Which, in a way, she was.
I waited until she’d settled into her usual corner spot, unpacking her lunch with the kind of precise movements that suggested routine was one of the few things keeping her grounded. Then I walked in, trying to project casual confidence despite the knot in my stomach.
“Mind if I join you?”
Charlotte’s head snapped up, her eyes widening behind her glasses. “I… What?”
“It’s lunchtime. You’re eating lunch. I thought I’d eat lunch too.” I held up the sandwich I’d grabbed from a deli on my way in this morning. “Unless you prefer to eat alone?”
“I don’t prefer it,” she said quietly, then seemed surprised she’d admitted that. “I mean, I’m used to it.”
“Used to and prefer are different things.” I pulled out the chair across from her, moving slowly like I was approaching a spooked animal. “May I?”
She nodded, returning her attention to her laptop screen, fingers flying across the keyboard even as she unwrapped what looked like a homemade sandwich.
“What are you working on?” I asked.
“Error logs from this morning’s test run.” She took a bite of her sandwich without looking away from the screen. “There’s a recursive loop in the stabilization sequence that’s causing memory overflow.”
“Sounds complicated.”
“It is.”
We sat in silence for a moment. She continued typing one-handed while eating, completely absorbed in her work. I noticed she’d cut her sandwich into perfect triangles, arranged her apple slices in a small container, and had cookies in a separate compartment of her lunch box.

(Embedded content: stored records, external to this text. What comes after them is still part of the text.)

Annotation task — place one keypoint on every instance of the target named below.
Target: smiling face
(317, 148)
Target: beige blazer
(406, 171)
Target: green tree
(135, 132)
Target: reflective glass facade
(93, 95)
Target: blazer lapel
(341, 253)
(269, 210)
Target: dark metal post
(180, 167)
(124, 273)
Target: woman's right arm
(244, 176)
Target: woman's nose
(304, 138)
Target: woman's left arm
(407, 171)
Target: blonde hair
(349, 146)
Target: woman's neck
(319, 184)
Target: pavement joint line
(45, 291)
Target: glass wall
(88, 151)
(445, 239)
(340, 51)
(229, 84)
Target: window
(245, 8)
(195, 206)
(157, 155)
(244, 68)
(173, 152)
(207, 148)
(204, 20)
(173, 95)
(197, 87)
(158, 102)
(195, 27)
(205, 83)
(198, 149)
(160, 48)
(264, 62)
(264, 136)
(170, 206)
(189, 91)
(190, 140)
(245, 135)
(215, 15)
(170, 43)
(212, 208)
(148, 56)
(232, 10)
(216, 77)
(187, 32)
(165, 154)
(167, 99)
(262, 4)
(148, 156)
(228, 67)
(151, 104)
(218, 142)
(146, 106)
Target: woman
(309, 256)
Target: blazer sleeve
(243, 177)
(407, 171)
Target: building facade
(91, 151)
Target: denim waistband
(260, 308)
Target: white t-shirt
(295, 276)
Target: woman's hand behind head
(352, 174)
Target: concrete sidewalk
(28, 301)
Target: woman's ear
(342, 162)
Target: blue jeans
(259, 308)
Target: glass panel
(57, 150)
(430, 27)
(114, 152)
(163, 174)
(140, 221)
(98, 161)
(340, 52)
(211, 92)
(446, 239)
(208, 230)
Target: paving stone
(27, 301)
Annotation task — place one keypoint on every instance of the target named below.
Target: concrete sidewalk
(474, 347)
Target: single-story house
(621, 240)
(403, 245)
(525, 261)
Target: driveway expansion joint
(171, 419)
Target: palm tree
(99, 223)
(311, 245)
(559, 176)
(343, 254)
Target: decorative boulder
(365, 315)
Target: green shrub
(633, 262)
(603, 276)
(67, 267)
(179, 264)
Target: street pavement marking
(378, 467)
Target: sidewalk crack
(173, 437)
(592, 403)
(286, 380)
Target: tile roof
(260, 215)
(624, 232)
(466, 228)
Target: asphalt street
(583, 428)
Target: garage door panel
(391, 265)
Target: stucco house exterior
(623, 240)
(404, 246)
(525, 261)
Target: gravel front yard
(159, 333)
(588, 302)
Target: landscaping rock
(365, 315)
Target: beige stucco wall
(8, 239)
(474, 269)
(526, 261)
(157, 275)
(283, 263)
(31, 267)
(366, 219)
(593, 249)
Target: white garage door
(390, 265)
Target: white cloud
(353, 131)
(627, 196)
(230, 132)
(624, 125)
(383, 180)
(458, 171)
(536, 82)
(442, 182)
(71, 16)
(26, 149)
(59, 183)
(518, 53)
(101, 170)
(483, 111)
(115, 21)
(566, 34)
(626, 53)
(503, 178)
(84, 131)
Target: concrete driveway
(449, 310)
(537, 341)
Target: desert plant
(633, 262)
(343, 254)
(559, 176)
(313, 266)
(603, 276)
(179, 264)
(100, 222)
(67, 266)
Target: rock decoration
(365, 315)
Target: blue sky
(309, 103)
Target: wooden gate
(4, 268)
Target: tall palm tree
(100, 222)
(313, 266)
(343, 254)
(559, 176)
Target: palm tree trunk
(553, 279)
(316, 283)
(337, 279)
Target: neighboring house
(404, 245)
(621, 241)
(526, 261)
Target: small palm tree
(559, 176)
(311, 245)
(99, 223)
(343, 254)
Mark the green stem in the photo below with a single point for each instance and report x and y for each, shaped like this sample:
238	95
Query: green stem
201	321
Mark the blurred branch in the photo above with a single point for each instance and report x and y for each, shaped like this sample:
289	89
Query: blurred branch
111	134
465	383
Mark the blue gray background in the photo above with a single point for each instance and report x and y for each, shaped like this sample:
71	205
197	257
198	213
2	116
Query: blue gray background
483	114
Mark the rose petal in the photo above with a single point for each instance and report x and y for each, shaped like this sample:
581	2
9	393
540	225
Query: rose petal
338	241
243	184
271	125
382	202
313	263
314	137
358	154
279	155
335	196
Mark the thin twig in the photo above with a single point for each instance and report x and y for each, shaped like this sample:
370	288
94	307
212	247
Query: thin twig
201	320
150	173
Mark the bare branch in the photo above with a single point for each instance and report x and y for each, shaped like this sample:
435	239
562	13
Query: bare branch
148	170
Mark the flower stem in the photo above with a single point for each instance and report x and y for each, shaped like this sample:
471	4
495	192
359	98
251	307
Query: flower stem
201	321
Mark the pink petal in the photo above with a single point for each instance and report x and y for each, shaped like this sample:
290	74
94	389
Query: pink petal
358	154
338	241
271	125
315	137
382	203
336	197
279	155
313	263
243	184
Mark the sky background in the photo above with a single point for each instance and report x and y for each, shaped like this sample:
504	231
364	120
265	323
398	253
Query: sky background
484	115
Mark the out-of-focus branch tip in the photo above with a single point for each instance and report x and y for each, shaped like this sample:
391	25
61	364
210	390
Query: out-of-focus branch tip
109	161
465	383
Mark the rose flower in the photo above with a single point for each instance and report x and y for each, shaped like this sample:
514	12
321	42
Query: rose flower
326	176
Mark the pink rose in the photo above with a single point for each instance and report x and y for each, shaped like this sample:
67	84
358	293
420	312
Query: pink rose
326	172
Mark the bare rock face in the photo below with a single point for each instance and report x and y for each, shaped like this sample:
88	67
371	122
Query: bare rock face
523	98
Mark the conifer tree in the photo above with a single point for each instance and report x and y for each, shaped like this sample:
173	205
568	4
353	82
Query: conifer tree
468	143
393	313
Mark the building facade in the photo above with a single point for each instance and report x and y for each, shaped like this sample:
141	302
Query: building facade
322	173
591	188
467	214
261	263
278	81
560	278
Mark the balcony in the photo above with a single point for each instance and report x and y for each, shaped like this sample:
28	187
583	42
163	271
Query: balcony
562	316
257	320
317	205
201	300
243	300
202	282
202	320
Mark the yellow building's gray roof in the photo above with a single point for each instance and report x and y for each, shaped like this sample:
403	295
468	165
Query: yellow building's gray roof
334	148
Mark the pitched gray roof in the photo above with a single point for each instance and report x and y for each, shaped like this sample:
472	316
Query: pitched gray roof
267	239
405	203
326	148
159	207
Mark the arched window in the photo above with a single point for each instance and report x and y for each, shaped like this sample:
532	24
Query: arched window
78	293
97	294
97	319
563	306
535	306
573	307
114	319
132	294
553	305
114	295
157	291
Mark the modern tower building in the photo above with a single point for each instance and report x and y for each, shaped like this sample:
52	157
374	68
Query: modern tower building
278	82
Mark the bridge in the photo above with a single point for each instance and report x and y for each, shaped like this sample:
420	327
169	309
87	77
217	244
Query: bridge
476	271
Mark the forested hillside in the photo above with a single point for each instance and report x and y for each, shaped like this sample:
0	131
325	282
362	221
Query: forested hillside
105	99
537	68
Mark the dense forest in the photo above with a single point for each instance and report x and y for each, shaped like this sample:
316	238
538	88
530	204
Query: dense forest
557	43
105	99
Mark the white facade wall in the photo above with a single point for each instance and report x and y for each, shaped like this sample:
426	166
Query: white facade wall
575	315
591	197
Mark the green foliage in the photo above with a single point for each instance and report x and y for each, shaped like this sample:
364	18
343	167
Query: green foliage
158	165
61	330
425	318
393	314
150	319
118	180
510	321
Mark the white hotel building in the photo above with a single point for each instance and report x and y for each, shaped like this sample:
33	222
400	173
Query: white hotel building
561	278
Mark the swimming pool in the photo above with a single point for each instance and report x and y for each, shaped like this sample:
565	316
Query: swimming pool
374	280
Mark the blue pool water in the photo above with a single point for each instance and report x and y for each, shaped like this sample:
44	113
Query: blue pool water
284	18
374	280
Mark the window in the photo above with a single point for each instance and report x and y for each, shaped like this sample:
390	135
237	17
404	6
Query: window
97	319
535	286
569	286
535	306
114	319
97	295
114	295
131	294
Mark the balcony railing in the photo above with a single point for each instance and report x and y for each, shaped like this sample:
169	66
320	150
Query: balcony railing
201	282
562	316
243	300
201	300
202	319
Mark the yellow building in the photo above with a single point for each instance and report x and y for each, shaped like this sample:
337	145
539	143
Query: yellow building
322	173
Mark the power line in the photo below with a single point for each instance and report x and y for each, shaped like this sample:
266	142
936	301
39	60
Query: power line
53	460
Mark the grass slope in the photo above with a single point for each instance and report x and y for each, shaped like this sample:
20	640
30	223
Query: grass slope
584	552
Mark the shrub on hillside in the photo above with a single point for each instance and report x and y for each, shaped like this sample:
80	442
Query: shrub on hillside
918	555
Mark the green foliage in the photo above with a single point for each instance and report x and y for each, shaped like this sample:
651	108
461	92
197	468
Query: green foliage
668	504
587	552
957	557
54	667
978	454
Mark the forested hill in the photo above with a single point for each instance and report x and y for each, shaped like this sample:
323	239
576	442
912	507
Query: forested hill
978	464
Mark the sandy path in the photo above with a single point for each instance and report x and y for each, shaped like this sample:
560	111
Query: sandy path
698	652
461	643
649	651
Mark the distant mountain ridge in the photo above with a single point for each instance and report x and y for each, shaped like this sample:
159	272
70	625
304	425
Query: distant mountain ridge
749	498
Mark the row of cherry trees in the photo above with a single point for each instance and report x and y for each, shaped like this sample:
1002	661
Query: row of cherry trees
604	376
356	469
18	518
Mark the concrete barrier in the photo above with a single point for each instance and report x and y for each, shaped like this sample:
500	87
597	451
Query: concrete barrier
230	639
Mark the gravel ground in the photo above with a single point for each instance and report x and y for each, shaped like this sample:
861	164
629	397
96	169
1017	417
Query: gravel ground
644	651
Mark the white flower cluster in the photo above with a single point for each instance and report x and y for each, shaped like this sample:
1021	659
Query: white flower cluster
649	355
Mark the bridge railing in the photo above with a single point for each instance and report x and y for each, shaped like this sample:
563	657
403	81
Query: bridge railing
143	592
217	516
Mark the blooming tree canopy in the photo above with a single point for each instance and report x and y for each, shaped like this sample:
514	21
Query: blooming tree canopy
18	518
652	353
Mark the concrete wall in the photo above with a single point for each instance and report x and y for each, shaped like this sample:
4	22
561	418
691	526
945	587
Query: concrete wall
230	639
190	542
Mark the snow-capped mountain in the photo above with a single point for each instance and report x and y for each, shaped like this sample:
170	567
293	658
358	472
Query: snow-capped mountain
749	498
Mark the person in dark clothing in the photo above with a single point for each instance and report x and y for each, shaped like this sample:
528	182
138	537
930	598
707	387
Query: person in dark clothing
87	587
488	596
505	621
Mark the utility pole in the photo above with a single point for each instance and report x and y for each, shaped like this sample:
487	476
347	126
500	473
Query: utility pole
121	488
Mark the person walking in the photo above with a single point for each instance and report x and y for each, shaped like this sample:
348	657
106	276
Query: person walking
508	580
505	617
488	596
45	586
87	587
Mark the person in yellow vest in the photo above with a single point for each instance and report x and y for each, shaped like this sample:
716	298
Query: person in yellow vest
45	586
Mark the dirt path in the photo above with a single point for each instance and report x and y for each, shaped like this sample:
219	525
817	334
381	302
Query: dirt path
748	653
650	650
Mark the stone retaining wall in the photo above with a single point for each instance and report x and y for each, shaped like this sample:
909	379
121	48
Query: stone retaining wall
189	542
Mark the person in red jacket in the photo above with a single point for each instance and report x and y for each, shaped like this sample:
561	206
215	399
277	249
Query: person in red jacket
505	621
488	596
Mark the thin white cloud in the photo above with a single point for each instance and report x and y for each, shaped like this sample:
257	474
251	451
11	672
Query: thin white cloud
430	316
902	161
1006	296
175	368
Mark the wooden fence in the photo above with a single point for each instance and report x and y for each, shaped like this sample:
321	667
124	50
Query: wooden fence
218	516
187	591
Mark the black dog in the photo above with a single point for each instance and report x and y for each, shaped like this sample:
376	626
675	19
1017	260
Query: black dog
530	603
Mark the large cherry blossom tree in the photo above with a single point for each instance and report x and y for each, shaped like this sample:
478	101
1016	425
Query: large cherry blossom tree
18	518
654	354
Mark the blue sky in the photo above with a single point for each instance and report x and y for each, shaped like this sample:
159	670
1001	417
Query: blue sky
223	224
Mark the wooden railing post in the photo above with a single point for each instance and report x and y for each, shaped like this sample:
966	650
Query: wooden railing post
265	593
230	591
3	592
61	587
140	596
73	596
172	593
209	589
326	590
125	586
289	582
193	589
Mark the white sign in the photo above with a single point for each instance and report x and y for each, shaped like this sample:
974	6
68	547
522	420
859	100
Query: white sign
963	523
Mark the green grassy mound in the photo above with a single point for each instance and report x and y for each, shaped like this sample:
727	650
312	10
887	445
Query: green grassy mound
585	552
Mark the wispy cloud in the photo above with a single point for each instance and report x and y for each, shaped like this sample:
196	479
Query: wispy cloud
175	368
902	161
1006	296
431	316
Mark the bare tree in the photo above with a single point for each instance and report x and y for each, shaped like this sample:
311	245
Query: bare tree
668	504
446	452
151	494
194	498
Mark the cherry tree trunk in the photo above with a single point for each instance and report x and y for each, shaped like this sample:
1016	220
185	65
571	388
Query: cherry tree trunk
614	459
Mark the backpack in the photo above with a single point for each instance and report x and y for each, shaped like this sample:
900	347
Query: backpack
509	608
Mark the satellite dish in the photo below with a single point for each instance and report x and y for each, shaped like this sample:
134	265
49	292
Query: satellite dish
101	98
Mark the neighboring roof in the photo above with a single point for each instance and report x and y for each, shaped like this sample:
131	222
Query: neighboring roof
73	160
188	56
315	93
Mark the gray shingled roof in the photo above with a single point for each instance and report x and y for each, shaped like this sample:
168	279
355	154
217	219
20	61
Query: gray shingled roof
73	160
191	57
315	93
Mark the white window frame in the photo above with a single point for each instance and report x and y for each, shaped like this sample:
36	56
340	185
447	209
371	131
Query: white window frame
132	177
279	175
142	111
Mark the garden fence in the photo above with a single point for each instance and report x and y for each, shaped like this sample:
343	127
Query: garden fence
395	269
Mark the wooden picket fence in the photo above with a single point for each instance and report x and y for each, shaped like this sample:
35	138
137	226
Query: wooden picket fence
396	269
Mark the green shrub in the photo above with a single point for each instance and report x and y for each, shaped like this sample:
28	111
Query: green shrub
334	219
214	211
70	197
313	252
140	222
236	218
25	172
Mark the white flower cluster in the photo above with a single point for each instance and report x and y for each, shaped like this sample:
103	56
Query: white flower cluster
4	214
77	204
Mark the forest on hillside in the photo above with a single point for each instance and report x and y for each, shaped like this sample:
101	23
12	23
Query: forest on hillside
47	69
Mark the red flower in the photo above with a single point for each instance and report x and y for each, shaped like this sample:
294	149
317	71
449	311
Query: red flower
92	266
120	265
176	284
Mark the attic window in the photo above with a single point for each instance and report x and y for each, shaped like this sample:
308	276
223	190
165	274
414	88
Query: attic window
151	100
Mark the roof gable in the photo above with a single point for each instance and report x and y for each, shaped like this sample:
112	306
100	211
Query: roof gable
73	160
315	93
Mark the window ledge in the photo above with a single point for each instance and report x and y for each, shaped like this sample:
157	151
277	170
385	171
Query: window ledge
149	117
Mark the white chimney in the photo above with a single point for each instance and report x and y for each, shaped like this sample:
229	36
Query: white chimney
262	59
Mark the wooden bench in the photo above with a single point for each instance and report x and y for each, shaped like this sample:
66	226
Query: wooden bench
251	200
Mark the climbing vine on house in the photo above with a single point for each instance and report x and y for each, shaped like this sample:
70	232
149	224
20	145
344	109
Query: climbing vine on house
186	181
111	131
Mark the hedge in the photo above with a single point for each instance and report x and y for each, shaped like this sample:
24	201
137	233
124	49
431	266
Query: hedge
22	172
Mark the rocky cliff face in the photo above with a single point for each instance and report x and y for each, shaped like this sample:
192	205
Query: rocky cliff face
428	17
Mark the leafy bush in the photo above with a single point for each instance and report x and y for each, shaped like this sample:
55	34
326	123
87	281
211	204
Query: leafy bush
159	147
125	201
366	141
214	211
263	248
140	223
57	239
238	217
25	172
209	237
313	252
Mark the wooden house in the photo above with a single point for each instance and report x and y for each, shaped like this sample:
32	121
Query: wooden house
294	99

“You make your own lunch every day?”
She glanced up, suspicious. “Yes. Although I don’t always remember to eat it. Why?”
“Just curious. That’s impressive. I usually just grab whatever’s closest.”
“If that’s a strategy that works for you…”
“Usually, it works.” I unwrapped my own sandwich—chicken salad from the deli. “What do you have today?”
“Turkey sandwich.” She paused, then pushed the container of cookies toward me. “Chocolate chip. I brought too many.”
I took one. Store-bought, but good quality. The kind that came from the bakery section rather than a package.
“Thanks,” I said after the first bite.
She shrugged, still focused on her screen. “They had them at the grocery store. I grabbed extra.”
“Smart thinking.” I reached for another. “With six kids, there never seemed to be enough cookies to go around.”
She looked up again, genuine curiosity replacing the wariness. “Six kids?”
“Yep. I have three brothers and two sisters.”
“That must have been…loud.”
“Still is when we’re all together. And sometimes just chaotic when we’re one-on-one. Last month, my brother Leonard called me at three in the morning because his math class adopted a goldfish as their mascot, and he couldn’t remember if you’re supposed to feed it once or twice a day.”
“Once. Overfeeding is the most common cause of goldfish mortality.”
“I’ll let him know.” I took another bite of cookie. “You know about goldfish?”
“I know about a lot of things. It’s easier than knowing about people.”